One group that has attracted the attention of The New York Times recently is The Luddite Club in New York. Taking its name from the Luddite movement in 19th century England, who were a group of textile workers rebelling against the negative impact machinery was having on their livelihoods, The Luddite Club is a teenage lifestyle group that promotes “self-liberation from social media and technology”. The group started as a reaction to death scrolling and social media burnout, but was also influenced by the freedom associated with opting out and not being controlled and tracked by technology. The Luddite Club meets weekly in a New York park where members, who favor 90s flip phones over modern smartphones, talk, draw in sketching pads, and read physical books to each other.
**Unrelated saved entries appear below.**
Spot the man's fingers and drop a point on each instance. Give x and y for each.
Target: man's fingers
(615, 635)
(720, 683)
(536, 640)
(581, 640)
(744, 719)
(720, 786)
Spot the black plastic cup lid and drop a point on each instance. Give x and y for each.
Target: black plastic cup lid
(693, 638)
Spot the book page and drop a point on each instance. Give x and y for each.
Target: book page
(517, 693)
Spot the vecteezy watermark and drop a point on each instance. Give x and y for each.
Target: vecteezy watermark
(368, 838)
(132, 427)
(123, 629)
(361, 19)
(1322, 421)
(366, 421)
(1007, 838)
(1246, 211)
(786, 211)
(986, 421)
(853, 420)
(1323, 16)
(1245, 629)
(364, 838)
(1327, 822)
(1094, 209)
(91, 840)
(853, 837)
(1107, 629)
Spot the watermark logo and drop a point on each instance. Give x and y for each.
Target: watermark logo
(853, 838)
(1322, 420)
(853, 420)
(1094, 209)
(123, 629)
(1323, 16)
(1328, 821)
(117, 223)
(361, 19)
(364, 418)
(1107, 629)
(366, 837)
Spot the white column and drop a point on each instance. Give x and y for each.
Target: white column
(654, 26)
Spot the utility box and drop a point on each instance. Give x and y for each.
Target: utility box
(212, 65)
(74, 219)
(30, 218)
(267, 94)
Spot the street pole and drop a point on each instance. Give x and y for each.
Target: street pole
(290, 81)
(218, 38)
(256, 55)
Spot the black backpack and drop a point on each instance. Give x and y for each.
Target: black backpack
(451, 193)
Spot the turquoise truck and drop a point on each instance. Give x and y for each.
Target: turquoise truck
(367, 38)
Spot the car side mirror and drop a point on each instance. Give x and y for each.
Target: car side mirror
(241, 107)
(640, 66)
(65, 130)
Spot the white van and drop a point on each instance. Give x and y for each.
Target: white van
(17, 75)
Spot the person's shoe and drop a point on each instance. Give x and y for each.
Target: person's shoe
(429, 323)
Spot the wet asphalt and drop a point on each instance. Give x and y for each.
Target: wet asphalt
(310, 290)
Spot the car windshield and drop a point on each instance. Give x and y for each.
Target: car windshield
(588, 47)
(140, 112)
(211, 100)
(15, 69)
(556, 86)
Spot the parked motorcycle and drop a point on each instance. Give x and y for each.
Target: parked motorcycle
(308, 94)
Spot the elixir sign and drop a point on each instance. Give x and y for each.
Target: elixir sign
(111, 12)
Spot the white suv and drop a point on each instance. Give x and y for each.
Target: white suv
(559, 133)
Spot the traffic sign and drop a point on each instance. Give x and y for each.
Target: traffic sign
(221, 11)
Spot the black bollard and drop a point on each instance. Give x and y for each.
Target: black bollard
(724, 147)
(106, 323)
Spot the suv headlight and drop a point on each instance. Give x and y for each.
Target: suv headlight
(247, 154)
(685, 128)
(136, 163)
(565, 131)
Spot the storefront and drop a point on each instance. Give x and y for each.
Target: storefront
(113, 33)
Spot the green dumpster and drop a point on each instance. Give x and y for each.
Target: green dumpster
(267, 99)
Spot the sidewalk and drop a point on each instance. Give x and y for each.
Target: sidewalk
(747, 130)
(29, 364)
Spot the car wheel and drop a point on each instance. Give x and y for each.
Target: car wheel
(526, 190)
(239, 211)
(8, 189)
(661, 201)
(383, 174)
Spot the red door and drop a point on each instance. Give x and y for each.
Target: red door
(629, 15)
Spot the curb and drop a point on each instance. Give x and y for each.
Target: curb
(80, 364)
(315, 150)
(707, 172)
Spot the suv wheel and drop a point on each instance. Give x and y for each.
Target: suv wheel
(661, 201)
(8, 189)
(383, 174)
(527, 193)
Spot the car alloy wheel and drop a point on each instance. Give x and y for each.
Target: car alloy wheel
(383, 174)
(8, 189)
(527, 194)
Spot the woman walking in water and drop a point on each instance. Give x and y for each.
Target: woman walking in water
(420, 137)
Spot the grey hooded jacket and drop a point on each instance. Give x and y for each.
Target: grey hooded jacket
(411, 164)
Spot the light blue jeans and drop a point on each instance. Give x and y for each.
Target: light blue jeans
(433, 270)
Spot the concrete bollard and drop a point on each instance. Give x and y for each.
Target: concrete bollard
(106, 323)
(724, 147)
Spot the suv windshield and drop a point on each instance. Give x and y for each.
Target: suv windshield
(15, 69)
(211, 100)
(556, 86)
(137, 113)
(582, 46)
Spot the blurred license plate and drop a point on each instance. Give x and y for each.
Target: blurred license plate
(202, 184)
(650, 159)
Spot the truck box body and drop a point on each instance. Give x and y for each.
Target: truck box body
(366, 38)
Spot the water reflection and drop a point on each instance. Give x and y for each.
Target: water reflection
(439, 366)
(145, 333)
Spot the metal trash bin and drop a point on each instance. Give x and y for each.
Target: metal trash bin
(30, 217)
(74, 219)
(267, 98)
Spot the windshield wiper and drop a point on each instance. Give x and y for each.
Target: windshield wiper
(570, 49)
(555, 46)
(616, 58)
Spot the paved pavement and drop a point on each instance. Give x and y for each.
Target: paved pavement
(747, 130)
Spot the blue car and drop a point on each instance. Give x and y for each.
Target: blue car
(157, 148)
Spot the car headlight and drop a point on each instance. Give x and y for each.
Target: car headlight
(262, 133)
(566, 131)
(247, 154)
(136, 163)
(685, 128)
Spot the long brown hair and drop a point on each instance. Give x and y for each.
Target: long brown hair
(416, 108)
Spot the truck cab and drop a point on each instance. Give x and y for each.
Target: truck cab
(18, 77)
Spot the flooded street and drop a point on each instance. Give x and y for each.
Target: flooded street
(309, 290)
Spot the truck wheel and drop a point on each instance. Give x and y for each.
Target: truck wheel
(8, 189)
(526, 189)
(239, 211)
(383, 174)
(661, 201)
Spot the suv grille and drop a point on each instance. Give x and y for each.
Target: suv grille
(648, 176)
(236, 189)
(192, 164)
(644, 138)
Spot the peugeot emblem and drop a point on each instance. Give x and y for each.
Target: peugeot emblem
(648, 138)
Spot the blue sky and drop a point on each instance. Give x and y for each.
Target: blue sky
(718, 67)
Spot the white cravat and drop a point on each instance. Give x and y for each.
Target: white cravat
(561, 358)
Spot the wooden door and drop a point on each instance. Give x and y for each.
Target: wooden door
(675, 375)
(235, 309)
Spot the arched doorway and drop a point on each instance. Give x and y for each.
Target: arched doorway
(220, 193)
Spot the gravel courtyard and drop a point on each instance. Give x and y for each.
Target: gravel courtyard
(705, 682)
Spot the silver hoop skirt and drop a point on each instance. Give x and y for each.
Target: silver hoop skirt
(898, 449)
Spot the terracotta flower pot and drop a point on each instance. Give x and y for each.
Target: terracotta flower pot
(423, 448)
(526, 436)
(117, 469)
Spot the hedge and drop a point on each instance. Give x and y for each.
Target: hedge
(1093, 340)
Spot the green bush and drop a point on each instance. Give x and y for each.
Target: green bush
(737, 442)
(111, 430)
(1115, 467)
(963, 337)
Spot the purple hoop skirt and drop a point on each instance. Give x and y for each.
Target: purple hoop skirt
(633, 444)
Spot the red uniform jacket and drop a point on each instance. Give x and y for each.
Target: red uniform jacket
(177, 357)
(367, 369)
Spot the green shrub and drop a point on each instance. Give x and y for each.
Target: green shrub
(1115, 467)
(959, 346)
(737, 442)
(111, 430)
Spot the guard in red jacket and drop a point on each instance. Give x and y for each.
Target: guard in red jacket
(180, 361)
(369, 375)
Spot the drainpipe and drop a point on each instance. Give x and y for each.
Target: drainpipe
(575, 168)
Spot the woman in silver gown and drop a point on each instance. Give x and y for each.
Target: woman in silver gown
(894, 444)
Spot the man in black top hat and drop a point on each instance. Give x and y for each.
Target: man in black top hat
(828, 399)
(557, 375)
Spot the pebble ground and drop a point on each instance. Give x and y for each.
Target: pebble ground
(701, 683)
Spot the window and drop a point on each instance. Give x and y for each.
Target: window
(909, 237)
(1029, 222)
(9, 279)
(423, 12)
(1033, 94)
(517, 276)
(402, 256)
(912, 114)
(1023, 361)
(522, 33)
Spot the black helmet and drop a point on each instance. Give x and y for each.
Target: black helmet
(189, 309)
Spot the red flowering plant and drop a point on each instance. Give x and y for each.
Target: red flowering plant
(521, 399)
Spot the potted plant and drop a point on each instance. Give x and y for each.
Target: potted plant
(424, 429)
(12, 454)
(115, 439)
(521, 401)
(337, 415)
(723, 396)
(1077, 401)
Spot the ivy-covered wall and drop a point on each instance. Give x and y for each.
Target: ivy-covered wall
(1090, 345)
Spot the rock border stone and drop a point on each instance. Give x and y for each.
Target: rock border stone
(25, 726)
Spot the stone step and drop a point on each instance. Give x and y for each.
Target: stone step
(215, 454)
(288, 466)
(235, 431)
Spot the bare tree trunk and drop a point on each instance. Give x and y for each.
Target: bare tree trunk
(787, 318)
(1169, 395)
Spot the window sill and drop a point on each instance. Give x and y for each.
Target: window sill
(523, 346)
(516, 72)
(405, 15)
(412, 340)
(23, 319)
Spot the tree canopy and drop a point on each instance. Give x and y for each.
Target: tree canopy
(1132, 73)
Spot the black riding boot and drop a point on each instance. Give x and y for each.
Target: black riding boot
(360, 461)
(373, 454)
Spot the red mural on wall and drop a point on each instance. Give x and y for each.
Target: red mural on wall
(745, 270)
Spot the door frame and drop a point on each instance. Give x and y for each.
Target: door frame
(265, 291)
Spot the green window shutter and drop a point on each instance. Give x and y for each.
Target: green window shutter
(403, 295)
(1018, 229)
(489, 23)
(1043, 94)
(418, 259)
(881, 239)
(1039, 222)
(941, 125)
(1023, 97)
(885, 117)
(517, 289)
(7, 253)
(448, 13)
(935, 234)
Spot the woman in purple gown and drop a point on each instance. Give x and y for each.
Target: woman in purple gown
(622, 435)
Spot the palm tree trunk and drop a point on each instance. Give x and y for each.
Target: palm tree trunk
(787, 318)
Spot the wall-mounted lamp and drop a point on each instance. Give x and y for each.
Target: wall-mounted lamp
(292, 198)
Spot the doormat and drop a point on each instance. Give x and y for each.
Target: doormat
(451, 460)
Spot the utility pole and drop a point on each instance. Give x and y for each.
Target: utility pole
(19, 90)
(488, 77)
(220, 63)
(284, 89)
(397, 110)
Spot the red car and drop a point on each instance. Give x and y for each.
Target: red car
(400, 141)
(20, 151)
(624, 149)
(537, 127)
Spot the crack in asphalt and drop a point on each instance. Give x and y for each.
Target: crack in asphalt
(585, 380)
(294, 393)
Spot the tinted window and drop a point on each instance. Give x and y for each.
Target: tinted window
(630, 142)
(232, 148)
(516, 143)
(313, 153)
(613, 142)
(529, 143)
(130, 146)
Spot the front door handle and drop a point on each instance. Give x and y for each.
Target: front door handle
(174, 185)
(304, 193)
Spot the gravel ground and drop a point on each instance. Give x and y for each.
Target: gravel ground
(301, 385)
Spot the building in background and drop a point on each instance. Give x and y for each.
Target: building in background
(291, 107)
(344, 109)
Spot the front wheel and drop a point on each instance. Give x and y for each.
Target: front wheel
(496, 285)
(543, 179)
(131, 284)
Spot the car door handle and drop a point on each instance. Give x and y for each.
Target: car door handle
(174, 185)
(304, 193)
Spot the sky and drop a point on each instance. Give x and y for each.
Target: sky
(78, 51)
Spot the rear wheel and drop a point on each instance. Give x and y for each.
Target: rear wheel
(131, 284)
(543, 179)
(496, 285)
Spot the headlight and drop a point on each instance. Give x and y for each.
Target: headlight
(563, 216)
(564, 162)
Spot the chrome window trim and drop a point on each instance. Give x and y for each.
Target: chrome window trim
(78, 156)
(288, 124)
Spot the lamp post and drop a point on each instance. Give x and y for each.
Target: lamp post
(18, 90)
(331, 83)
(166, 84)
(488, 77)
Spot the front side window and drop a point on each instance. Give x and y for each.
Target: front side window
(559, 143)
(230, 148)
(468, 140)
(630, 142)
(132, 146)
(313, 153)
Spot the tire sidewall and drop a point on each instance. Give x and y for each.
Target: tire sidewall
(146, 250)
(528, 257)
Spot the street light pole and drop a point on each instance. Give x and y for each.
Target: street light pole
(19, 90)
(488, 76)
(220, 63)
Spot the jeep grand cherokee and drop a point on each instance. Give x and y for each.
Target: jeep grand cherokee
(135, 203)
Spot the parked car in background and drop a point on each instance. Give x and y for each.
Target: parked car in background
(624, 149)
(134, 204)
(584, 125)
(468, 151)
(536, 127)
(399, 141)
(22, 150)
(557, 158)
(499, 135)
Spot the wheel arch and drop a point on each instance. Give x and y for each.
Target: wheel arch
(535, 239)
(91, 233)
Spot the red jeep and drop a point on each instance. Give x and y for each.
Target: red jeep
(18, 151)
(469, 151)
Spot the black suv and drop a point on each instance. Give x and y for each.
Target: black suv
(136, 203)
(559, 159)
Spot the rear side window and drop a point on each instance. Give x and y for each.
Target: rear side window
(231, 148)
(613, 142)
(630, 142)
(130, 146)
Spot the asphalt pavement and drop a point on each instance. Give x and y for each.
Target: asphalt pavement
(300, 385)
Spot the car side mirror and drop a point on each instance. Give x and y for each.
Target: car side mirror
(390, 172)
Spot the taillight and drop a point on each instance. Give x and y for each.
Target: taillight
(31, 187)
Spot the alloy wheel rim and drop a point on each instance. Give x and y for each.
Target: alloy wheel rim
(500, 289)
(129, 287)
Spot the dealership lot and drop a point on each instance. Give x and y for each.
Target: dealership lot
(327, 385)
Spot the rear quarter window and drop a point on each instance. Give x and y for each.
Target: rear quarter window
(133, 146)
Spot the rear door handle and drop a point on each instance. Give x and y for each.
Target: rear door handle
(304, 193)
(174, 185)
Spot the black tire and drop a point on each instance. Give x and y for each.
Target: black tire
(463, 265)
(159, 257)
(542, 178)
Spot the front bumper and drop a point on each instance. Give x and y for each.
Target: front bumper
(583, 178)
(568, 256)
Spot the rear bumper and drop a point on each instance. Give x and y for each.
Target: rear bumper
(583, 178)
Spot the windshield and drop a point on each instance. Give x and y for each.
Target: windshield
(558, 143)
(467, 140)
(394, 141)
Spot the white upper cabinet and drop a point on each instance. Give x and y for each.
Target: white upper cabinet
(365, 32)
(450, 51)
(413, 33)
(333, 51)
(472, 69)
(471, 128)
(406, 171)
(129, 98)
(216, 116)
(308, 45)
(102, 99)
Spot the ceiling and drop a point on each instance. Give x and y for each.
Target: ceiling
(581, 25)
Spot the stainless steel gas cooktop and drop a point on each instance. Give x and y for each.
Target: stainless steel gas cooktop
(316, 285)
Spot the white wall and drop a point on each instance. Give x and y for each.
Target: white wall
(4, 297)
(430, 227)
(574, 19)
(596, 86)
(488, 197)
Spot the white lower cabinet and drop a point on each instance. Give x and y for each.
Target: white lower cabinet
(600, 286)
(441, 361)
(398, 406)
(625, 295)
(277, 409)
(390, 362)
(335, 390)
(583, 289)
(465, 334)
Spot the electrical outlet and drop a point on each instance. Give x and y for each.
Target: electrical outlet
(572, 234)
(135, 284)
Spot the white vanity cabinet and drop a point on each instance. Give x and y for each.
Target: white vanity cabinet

This yearning for physical experiences is backed up by data from Wunderman Thompson Intelligence’s Generation Z: Building a Better Normal report. We found that 83% of American Gen Zers have a newfound appreciation for in-person interactions as a result of the pandemic and while 92% love seeing their friends online, they feel that seeing them in person is best. This sentiment is also fueling the revival of analogue practices and simpler technology from the past. Two of the biggest map producers in the US and the UK have both revealed a significant increase in the sales of physical paper maps during the last two years. Ordnance Survey revealed a 144% year-on-year increase in sales in 2020, a figure that climbed a further 28% in 2021, while The AAA (American Automobile Association) also produced 123% more maps in 2022 than in 2021. This is being linked to digital fatigue, with people looking for ways to disengage from their screens. But physical maps also bring with them a sense of adventure and spontaneity, delivering a very different experience to the efficiency and speed prioritized by digital alternatives.
There has also been a recent rise in popularity of the digital camera, with #digitalcamera amassing more than 220 million views on TikTok. The lack of filters and editing capabilities, coupled with the barrier between images and social media, is making them more appealing to some Gen Zers looking to claim back control of their lives.